Restoring the Florida Everglades will improve the availability of clean freshwater and the quality of habitat for wildlife while offsetting impacts of sea level rise, according to FIU researchers.
Researchers have compared the effectiveness of five different restoration scenarios, ranging from no restoration at all to full restoration implementation. They specifically looked at the effects of restoration on water flow, water quality, tree islands and wildlife.
In any restoration scenario, researchers expect the number of birds and fish to increase because of more connectivity to freshwater flow. Crayfish may decline, however, because of longer periods of flooding brought on by more freshwater. All restoration options can also improve water conditions for the growth of tree islands, which serve as important habitats for wildlife and accumulate phosphorous and nitrogen needed for a healthy ecosystem.
The FIU researchers – along with others from universities, the Everglades Foundation and Everglades National Park – used historic data from the Florida Coastal Everglades Long Term Ecological Research (FCE LTER) Program. Based at FIU and funded by the National Science Foundation, the FCE LTER Program leads some of the longest and largest studies of the Everglades. Their efforts have resulted in nine studies published in a special issue of Restoration Ecology, the academic journal of the Society for Ecological Restoration.
“This special issue unites nearly two decades of intensive, long-term data with powerful, ecological models to refine long-term restoration goals and targets,” said Evelyn Gaiser, lead principal investigator of the FCE LTER Program and executive director of FIU’s School of Environment, Arts and Society. “It serves as an important model for how long-term research can inform restoration design through modeling, and it’s a significant product of long-term collaborations among scientists.”
Nearly half of the Florida Everglades has been developed as agricultural and urban land. The drainage of the wetlands has significantly impacted the landscape, as well as the quality of life of the plants and wildlife that call it home.

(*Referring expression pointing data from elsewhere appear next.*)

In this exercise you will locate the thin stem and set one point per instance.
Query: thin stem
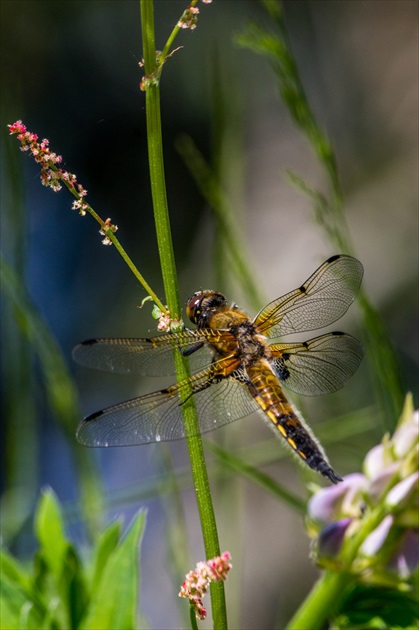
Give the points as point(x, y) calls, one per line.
point(165, 246)
point(323, 600)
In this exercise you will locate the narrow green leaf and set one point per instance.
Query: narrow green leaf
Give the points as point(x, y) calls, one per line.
point(114, 599)
point(105, 545)
point(49, 528)
point(12, 569)
point(18, 611)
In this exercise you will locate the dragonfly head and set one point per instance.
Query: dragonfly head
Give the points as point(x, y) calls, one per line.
point(202, 305)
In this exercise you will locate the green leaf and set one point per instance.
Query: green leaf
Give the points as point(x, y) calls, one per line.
point(49, 528)
point(18, 611)
point(12, 570)
point(106, 543)
point(114, 599)
point(377, 607)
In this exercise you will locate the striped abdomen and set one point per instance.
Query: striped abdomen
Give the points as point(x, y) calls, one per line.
point(269, 395)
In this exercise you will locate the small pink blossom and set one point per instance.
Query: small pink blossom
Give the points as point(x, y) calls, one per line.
point(189, 18)
point(105, 229)
point(197, 582)
point(50, 175)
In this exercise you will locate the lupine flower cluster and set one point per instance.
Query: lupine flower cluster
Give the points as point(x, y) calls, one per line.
point(197, 582)
point(53, 176)
point(369, 523)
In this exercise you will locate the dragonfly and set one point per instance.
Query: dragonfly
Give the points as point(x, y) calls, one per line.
point(237, 366)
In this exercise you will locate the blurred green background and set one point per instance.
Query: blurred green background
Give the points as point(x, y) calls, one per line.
point(70, 72)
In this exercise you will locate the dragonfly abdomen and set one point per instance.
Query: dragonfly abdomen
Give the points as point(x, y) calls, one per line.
point(270, 397)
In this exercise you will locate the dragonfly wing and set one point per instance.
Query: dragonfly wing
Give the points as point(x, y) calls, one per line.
point(158, 417)
point(320, 301)
point(318, 366)
point(148, 356)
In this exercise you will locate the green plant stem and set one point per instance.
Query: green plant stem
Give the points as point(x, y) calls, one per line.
point(165, 246)
point(322, 602)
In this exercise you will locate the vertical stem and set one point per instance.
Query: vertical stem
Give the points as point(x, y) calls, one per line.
point(321, 603)
point(167, 259)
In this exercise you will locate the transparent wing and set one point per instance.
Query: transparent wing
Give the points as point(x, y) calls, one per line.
point(149, 356)
point(158, 417)
point(320, 301)
point(318, 366)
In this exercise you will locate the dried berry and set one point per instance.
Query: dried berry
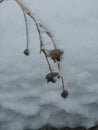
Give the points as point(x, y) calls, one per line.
point(26, 52)
point(55, 55)
point(51, 77)
point(64, 94)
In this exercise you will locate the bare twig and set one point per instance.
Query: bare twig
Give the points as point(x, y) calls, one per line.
point(26, 10)
point(38, 26)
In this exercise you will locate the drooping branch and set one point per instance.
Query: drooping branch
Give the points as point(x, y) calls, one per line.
point(54, 54)
point(26, 10)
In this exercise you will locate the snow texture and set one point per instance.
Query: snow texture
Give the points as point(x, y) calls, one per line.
point(26, 100)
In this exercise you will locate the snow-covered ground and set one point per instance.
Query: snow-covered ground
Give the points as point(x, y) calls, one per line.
point(26, 100)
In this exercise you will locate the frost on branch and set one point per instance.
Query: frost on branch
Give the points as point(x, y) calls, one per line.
point(55, 54)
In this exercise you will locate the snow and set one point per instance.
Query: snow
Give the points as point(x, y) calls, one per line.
point(26, 100)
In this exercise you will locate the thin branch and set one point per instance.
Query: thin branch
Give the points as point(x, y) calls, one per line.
point(38, 25)
point(26, 10)
point(27, 36)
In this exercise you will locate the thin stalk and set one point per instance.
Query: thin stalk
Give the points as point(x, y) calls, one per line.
point(27, 33)
point(62, 80)
point(26, 10)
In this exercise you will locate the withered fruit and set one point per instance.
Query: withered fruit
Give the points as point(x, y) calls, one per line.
point(27, 52)
point(55, 55)
point(51, 77)
point(64, 94)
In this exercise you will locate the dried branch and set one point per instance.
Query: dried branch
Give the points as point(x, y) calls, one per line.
point(64, 94)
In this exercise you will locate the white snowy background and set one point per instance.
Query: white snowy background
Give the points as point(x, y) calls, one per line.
point(26, 100)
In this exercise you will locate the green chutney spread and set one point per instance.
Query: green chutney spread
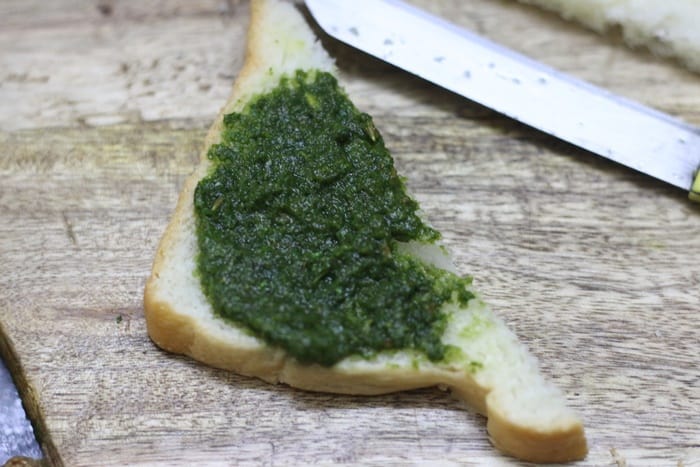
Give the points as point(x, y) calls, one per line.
point(299, 224)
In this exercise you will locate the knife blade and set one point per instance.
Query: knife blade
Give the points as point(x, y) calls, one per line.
point(16, 432)
point(570, 109)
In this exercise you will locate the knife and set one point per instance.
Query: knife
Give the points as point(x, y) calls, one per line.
point(570, 109)
point(16, 432)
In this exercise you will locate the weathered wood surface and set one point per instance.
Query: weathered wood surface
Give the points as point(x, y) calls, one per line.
point(102, 109)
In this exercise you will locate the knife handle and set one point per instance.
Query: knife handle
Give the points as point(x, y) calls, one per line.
point(694, 194)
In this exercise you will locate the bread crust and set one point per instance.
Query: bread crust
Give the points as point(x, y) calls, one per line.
point(174, 330)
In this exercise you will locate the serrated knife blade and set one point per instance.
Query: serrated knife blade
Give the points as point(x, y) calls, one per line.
point(587, 116)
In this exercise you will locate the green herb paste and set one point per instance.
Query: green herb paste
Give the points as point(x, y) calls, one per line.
point(298, 226)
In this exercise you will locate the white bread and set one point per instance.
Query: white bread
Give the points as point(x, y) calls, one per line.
point(527, 416)
point(668, 28)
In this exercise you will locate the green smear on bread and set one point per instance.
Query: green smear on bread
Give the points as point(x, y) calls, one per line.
point(299, 225)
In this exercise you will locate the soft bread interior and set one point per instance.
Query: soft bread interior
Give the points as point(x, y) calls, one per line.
point(668, 28)
point(493, 371)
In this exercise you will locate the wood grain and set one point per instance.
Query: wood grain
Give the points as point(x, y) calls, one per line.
point(595, 267)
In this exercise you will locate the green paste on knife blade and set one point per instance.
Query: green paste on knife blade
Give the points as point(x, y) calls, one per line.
point(299, 224)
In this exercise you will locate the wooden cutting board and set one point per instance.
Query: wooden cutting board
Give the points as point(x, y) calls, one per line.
point(103, 107)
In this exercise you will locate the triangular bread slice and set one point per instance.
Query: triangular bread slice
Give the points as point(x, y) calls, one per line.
point(668, 29)
point(527, 416)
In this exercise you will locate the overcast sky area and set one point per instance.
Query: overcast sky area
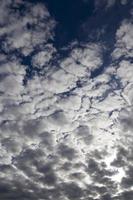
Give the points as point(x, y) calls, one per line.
point(66, 100)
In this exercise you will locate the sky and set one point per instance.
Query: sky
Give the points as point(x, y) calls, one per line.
point(66, 100)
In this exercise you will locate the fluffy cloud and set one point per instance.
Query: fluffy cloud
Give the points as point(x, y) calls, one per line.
point(62, 133)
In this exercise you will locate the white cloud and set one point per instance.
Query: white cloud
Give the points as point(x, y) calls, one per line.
point(58, 131)
point(124, 40)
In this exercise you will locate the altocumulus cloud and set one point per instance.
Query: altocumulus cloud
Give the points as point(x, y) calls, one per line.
point(63, 134)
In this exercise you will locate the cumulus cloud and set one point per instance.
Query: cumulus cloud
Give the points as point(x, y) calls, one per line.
point(62, 133)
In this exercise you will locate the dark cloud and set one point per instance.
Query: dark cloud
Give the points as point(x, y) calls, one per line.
point(66, 111)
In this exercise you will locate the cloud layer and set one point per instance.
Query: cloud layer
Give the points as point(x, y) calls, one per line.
point(63, 134)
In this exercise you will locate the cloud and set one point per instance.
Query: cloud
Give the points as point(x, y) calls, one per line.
point(124, 43)
point(61, 132)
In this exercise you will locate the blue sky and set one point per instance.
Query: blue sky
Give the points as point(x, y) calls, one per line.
point(66, 100)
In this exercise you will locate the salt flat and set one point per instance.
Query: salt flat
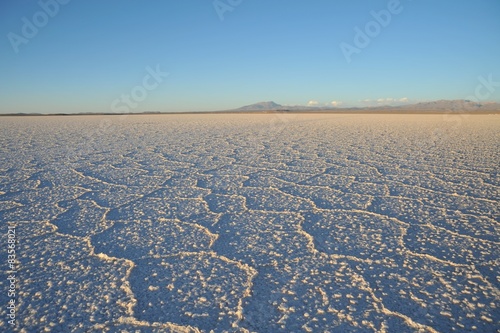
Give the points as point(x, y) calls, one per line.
point(259, 223)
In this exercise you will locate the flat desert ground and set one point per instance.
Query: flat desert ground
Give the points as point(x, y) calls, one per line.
point(251, 223)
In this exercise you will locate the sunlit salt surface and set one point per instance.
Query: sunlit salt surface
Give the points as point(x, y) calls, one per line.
point(259, 223)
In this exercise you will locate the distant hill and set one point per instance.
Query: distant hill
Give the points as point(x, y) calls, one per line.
point(433, 106)
point(453, 105)
point(272, 106)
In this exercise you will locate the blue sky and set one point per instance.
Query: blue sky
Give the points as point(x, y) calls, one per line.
point(90, 55)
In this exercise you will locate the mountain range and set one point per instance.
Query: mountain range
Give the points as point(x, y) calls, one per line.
point(439, 106)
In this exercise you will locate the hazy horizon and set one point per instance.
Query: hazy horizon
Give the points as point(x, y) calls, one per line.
point(70, 56)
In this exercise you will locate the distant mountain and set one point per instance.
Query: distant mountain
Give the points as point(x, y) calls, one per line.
point(272, 106)
point(433, 106)
point(261, 106)
point(453, 105)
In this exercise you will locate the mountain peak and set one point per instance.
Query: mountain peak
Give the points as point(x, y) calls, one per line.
point(261, 106)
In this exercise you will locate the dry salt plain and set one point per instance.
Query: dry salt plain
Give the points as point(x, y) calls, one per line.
point(252, 223)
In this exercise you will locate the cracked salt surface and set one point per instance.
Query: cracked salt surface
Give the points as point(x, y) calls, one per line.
point(253, 223)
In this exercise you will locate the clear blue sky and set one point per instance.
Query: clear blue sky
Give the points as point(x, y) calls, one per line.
point(91, 53)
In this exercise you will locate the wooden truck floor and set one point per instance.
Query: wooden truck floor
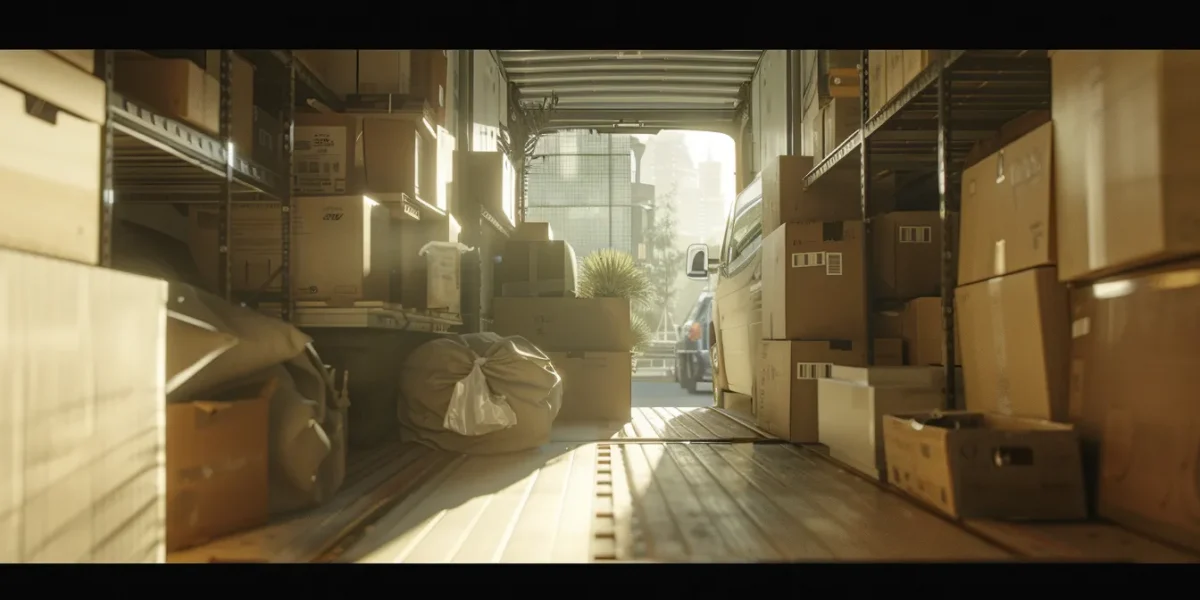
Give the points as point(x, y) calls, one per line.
point(673, 485)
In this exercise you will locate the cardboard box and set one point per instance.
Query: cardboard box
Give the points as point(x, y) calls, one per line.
point(1015, 345)
point(544, 269)
point(217, 480)
point(532, 231)
point(241, 99)
point(384, 71)
point(813, 282)
point(565, 324)
point(1133, 393)
point(877, 79)
point(895, 77)
point(851, 408)
point(174, 88)
point(907, 247)
point(1007, 222)
point(786, 390)
point(888, 352)
point(840, 118)
point(597, 385)
point(81, 413)
point(82, 59)
point(340, 247)
point(834, 197)
point(923, 333)
point(1123, 159)
point(491, 181)
point(49, 161)
point(987, 466)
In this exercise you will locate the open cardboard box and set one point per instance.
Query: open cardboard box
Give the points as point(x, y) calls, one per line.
point(987, 466)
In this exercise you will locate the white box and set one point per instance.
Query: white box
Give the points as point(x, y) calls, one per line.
point(82, 413)
point(850, 413)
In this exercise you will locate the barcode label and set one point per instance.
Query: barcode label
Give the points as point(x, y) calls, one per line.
point(808, 259)
point(833, 263)
point(916, 234)
point(814, 370)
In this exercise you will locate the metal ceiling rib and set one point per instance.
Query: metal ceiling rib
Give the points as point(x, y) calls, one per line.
point(653, 89)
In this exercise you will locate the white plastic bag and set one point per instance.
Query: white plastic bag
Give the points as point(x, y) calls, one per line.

In 2000, Congress approved the Comprehensive Everglades Restoration Plan to restore the ecosystem, but its implementation has faced complications. Ten years later, the U.S. Department of the Interior funded the Synthesis of Everglades Restoration and Ecosystem Services Project to synthesize the growing body of Everglades research and address issues that have hampered restoration. Managed by the Everglades Foundation, the project is intended to communicate restoration science to natural resource managers and decision-makers.